PSI Malawi is partnering with Banja La Mtsogolo and University of Strathclyde to implement the five-year, DFID-funded Tsogolo Langa project for sexual and reproductive health and rights in Malawi. The program aims to contribute to the Government of Malawi’s commitments to the Family Planning 2020 goals, with a special focus on women, youth and people with disabilities. The Tsogolo Langa project aims to expand the access, choice and reach of quality integrated sexual and reproductive health services for all women, particularly in underserved areas, as well as among youth and people with disabilities. To achieve this, it fosters an enabling environment for adolescents, including people with disabilities, to access youth-friendly health services, teaches economic and life skills, and leads the development and sharing of evidence-based approaches that improve the uptake of sexual and reproductive health services, especially for adolescents, and informs supportive policies and programming.
For over 10 years, PSI Malawi has partnered with the Government of Malawi to implement its National Malaria Strategic Plan, which aims to scale-up interventions for a malaria-free Malawi. PSI Malawi’s main contribution to this program is the distribution of insecticide-treated nets. With additional support from the US President’s Malaria Initiative, PSI Malawi has also supported the Government of Malawi with the free and routine distribution of insecticide-treated nets for pregnant women and caregivers with children under 5 years old through public health facilities. PSI Malawi also markets Super Chitetezo nets in both urban and peri-urban areas.

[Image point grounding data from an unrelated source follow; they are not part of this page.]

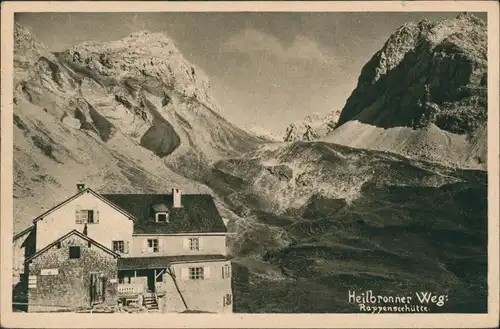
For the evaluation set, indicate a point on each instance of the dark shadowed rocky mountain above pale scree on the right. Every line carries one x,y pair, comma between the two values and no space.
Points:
430,72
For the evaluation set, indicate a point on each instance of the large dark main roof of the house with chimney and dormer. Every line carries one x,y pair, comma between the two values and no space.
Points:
198,213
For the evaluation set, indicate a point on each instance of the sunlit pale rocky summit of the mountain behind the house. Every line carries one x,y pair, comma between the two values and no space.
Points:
142,56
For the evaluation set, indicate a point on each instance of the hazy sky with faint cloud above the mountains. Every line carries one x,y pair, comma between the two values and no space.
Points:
267,69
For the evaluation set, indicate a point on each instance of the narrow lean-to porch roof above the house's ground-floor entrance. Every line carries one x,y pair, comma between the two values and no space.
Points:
136,263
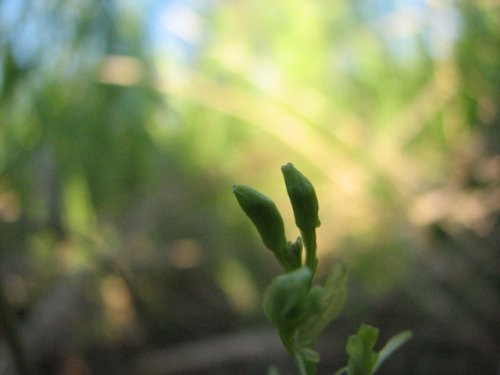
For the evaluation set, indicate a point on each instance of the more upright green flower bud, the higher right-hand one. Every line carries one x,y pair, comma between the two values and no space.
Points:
303,198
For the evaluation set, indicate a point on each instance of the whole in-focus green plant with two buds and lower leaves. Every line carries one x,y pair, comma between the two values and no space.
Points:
299,310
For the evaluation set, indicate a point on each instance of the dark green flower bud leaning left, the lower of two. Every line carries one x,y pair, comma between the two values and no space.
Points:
265,216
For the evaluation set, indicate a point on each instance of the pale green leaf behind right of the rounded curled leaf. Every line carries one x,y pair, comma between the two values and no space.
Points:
326,304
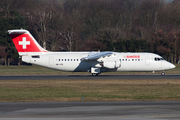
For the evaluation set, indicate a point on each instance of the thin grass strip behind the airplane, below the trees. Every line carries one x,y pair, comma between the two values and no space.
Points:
37,70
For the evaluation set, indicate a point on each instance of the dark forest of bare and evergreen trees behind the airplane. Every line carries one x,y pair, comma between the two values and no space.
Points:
91,25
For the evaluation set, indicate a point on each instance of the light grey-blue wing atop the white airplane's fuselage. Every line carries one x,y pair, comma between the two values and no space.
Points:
95,56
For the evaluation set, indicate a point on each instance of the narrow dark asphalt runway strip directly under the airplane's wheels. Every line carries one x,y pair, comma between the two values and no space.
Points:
86,77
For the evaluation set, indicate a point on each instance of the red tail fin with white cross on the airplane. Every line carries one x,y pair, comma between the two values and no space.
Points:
25,43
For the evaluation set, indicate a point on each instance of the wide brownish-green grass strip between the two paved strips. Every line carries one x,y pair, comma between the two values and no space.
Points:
91,90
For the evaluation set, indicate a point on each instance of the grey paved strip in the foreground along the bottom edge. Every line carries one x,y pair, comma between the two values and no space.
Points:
156,110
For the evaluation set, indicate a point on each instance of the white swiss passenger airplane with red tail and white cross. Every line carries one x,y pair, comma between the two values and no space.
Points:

In addition to the distribution and management of insecticide-treated nets in public health facilities, PSI Malawi has provided technical assistance to the National Malaria Control Program on the procurement and nationwide distribution of nets. Its areas of assistance include quantification and planning for net distribution and refining of the national program’s policy for nets. PSI Malawi assisted by identifying target groups, setting criteria for those who would receive insecticide-treated nets, creating distribution strategies, monitoring net distribution and use and overall behavior change communication for malaria prevention.
As Malawi’s economy dwindles and its population soars, the public health sector has been over-stretched and struggles to effectively meet the country’s demand for healthcare, ultimately leading to compromised and poorer quality health service delivery. To bridge this gap, PSI Malawi established the Tunza family health network to provide quality, equitable and affordable healthcare through the private sector. Launched in 2012, Tunza has grown into a network of 69 franchisees based in central and northern regions. PSI Malawi provides training and ongoing mentorship in business and finance, quality assurance and youth friendly health services, which has greatly improved service delivery in private clinics. In 2016, more than 20 Tunza clinics integrated HIV testing and counseling services into their health offerings to provide comprehensive sexual and reproductive health services to the population. Tunza continues to grow as a financially sustainable social enterprise.